Last week, the Higher Education Press Agency (HOP), Investico and NOSop3 reported that the detection of fraud with the basic student grant is flawed and that students with a migration background in particular are being targeted.
The House of Representatives is alarmed. Last Tuesday, it overwhelmingly passed a DENK and D66 motion to urgently move for an independent, external investigation into DUO’s enforcement practices.
Some students live with their parents, but are registered somewhere else. This makes it look like they are living away from home, which means they receive around two thousand euros worth of extra basic student grant money they are not entitled to. DUO uses home visits and neighbourhood surveys (chats with the neighbours) to check if students are really ‘living away from home’.
Algorithm
DUO works with risk profiles and human assessments to detect abuse of the basic student grant. The House would like the investigation to focus on the algorithm (who emerge as suspects?) and the personal assessment by enforcement officers (who end up being fined?).
Only three parties voted against an external investigation: PVV, FvD and JA21. All other parties would like to know if there really are problems with the detection and, if so, what damage has been done.
Burden of proof
A GroenLinks motion took it a step further, but narrowly fell short of being accepted. This motion was on the ‘reversal’ of the burden of proof. Currently, students sometimes get into trouble because all DUO has to do is make it ‘plausible’ that they are committing fraud, whereas students have to refute the suspicions with hard evidence. Shouldn’t it be the other way around, GroenLinks wondered. Why shouldn’t DUO be the one supplying the evidence?

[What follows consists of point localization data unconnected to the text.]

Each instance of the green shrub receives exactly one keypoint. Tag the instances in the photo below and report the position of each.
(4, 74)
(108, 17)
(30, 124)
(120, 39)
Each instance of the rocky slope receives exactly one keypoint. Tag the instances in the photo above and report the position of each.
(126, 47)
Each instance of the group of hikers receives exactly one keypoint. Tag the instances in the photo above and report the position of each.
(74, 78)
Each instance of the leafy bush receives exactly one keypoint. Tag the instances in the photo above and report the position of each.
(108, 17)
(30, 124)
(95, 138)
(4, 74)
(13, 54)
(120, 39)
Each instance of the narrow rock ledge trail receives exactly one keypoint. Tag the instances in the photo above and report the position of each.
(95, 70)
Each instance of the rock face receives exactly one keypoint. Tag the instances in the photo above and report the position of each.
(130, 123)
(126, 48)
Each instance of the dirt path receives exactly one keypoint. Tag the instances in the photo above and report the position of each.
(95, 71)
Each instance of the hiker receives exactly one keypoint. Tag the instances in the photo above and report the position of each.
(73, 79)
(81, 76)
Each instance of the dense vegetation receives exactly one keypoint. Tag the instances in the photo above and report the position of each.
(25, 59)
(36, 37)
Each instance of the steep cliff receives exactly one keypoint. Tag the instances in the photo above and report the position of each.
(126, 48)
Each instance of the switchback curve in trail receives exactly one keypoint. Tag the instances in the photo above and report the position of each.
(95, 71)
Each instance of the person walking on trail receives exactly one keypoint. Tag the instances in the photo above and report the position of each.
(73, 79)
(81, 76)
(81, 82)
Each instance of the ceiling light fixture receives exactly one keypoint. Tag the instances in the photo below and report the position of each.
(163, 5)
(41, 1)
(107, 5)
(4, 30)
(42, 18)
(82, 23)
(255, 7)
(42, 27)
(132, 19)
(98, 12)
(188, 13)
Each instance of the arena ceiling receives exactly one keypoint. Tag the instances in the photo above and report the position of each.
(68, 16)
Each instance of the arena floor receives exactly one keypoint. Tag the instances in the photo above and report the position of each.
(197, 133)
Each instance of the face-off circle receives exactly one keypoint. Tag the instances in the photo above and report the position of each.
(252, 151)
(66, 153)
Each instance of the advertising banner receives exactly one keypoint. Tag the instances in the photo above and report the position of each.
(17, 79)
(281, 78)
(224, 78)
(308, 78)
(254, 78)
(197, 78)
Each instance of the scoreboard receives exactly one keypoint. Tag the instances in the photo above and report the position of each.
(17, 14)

To be exact, the motion suggested the external investigation into DUO’s methods be followed by “a consideration of whether assigning the burden of proof to DUO would improve the position of students living on their own”. VVD, CDA and SGP didn’t agree, however. Together with PVV, FvD and JA21 they narrowly tipped the vote in their favour.
Discontinuation
Incidentally, Minister of Education Dijkgraaf has already ordered the discontinuation of DUO’s algorithm. For now, the student financing body is only allowed to work with random samples. He predicted these will be less effective, “but given the circumstances, I think it is the most sensible thing we can do.”
He thought the GroenLinks motion on the burden of proof took things a bit too far. He first wants to investigate matters before implementing such changes. His own party, D66, did support the motion.